You start out trying to “liberate” (at least that’s what you say) a group of people, a few at the top get hitched to the existing power structure, and then that group ends up defending and enabling said power structure. To be sure, every once in a while the folks at the top need to re-up their membership and throw some of their group members into the fire for the cause. We’re all in this together, after all.
I personally think it’s unsafe for women to be in infantry rifle platoons (whose only job is to seek out and kill the enemy) but to me the story as it regards women in combat is: The DoD obviously doesn’t see close quarters ground combat as vital going forward. To me, there’s a direct relationship between drones and this decision.
Their ‘women’ justification for the film is nonsense.
you’ve left out michael moore’s defense of ZD30, moore asserting that the film will “make you hate torture.” first of all, that’s not the case for the plural, collective ‘you’. it seems there are plenty of watchers who positively identify with the torturers. second, the whole controversy over the depiction of torture is a mischaracterization of the movie. (the movie clearly supports ‘torture’ as one legitimate tool in the kit, and any ambiguity in the eyes of boal or bigelow is projected onto them, feigned ambivalence by proxy, the press doing their part in the propaganda sleight of hand). torture is a tactic, the usefullness of which can be debated even among practioners of the black arts. it’s the ‘war on terror’ that’s beyond debate. pakistan/muslims are ‘f*cked up’ according to maya. white americans and europeans are the only victims of the ‘war on terror’ in the movie. muslims are either teeming, anonymous masses, or resources to be exploited in the war on terror. ZD30 is much more vile than a handful of jihadis being tortured. it’s an unequivocal endorsement of a decade of killing and mayhem directed by a ‘lifelong pacifist’. yeah, right, who’s apparently sold her soul (boal being her handler and connection to the inner sanctum) for fame and a seat at the table.
I am convinced that torture sometimes “works” to elict truth, but that it much more often serves to elict whatever will stop the torture, true or false. And that the torturers probably don’t know which is which. And have no way to find out.

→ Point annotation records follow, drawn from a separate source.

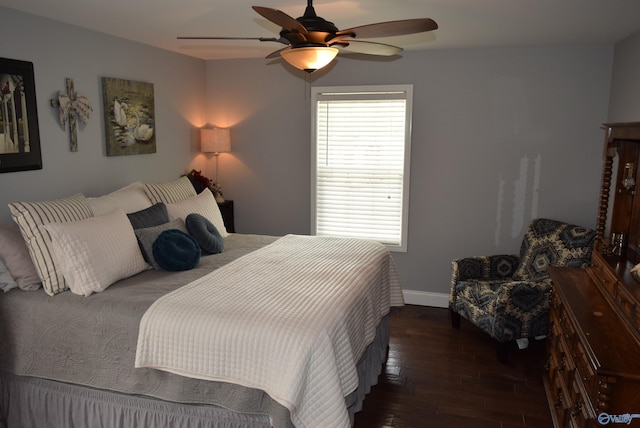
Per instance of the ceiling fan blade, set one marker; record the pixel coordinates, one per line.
(369, 48)
(262, 39)
(276, 54)
(282, 19)
(390, 28)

(I have no idea what “truth serum” does, or whether it works, but at least it doesn’t sound like it does it by “torture”. It sounds as if the Israelis and Americans who use torture don’t think much of the results got by “truth serum” or simply enjoy torture too much.)
As I disapprove of torture so strongly that I blame myself when I backslide and think torture appropriate as a punishment for torturers, please don’t read this as any sort of approval of torture in any case.

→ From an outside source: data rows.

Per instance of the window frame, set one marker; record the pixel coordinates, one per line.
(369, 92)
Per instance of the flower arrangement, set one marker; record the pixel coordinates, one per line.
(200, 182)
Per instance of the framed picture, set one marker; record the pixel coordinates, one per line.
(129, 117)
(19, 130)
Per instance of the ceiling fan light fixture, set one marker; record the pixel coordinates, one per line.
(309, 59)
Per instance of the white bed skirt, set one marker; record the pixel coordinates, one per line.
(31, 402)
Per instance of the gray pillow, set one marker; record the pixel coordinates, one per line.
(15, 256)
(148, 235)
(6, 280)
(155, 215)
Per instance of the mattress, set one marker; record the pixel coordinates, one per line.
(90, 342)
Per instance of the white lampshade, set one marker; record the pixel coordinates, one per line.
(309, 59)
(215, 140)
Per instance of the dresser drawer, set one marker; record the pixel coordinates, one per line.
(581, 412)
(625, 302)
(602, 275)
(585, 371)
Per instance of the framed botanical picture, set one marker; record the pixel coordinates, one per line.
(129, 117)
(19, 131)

There is a case in which a Palestinian (#1) was tortured to reveal names of bombers in Israel and named someone (#2) then living in USA (#1 later said he thought #2 was “safe” from Israeli reach). Israel then got #2 extradited from USA despite the facts that [1] accusation was obtained by torture and [2] #1 had since retracted his accusation. (Most of this is in an actual USA federal court report.) One question is, whether the accusation — given to stop the torture — was true or was false. Another question is why USA courts honored #1’s accusation.
When I first heard that they were given unprecedented access, I found myself, bizarrely, on the same side of conservatives.
The motives for our worry, however, were different. My worry turned out to be the correct one. That the pentagon knew exactly what it was doing when it
co-optedco-operated with the filmmakers.From a stylistic viewpoint, the movie has its strengths. But no film which deals with a topic this heavy can afford to be blindly viewed on the stylistic merits alone and the filmmakers’ defensive and at times bitter defensive hasn’t helped. They knew deep down that they were tools for the industrial-military complex.
As a sidenote, I’d be interested in reading your thoughts, David, on the liberal Zionist obsession on ‘The Gatekeepers’ while ‘5 broken cameras’ is given scant – if any – coverage at all. Of course, another day, another post.